De 70% dos R$ 100 milhões desviados, Paulo Bernardo teve direito a quantias que variavam de 2,9% a 9,6%, dependendo da função que estivesse desempenhando no governo.

O restante do total do esquema (30%) ficava como pagamento para a Consist pelo serviço.

A quantia percentual de Bernardo era direcionada por meio de escritório de advocacia que prestou serviços de forma "laranja", segundo Andrey Borges de Mendonça, procurador da República que investiga o caso. O escritório ficava em média com 20% do valor total.

Além de Bernardo, outros atores tinham direito a porcentagens dentro do pagamento da propina, entre um ex-vereador de Americana (SP), que ficava com 20% do total dos 70%. Da parcela que cabia ao ex-vereador, 80% era destinado ao PT. 

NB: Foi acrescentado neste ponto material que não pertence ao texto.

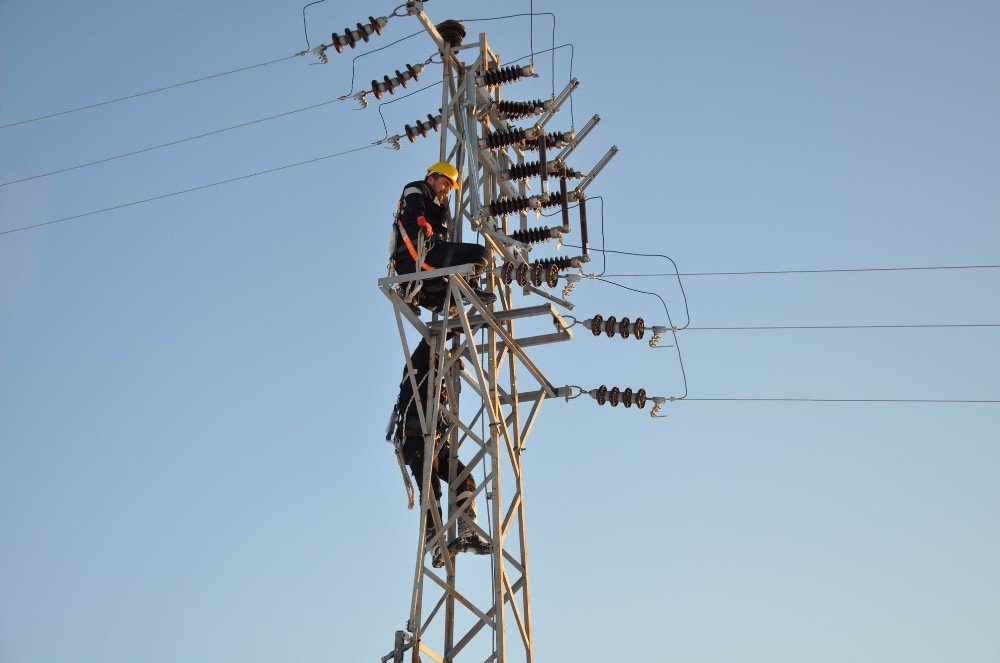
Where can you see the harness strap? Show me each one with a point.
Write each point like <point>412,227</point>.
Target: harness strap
<point>410,249</point>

Ainda conforme divulgado pelo MPF e pela PF, o ex-tesoureiro do PT João Vaccari Neto é quem decidia as porcentagens que cada um deveria receber. Vaccari está preso no Complexo Médico-Penal, na Região Metropolitana de Curitiba, por envolvimento no esquema de corrupção , desvio e lavagem de dinheiro descoberto na Petrobras.

O que dizem os suspeitos

Nota da defesa de Paulo Bernardo
"O Ministério do Planejamento se limitou a fazer um acordo de cooperação técnica com associações de entidades bancárias, notadamente a ABBC e SINAPP, não havendo qualquer tipo de contrato público, tampouco dispêndios por parte do órgão público federal. Ainda assim, dentro do Ministério do Planejamento, a responsabilidade pelo acordo de cooperação técnica era da Secretaria de Recursos Humanos e, por não envolver gastos, a questão sequer passou pelo aval do Ministro.
Não bastasse isso, o inquérito instaurado para apurar a questão há quase um ano não contou com qualquer diligência, mesmo tendo o Ministro se colocado à disposição por diversas vezes tanto em juízo como no Ministério Público e Polícia Federal.
A defesa não teve acesso à decisão ainda, mas adianta que a prisão é ilegal, pois não preenche os requisitos autorizadores e assim que conhecermos os fundamentos do decreto prisional tomaremos as medidas cabíveis
NOTA DOS ADVOGADOS"
Nota do PT
O Partido dos Trabalhadores condena a desnecessária, midiática, busca e apreensão realizada na sede nacional de São Paulo.
Em meio à sucessão de fatos e denúncias envolvendo políticos e empresários acusados de corrupção, monta-se uma operação diversionista na tentativa renovada de criminalizar o PT.
A respeito das acusações assacadas contra filiados do partido, é preciso que lhes sejam assegurados o amplo direito de defesa e o princípio da presunção de inocência.
O PT, que nada tem a esconder, sempre esteve e está à disposição das autoridades para quaisquer esclarecimentos.
A defesa de João Vaccari Neto não quis se manifestar sobre a Operação Custo Brasil. Já a Consist afirmou que sempre colaborou e continuará colaborando com a Justiça Federal e com os órgãos de investigação.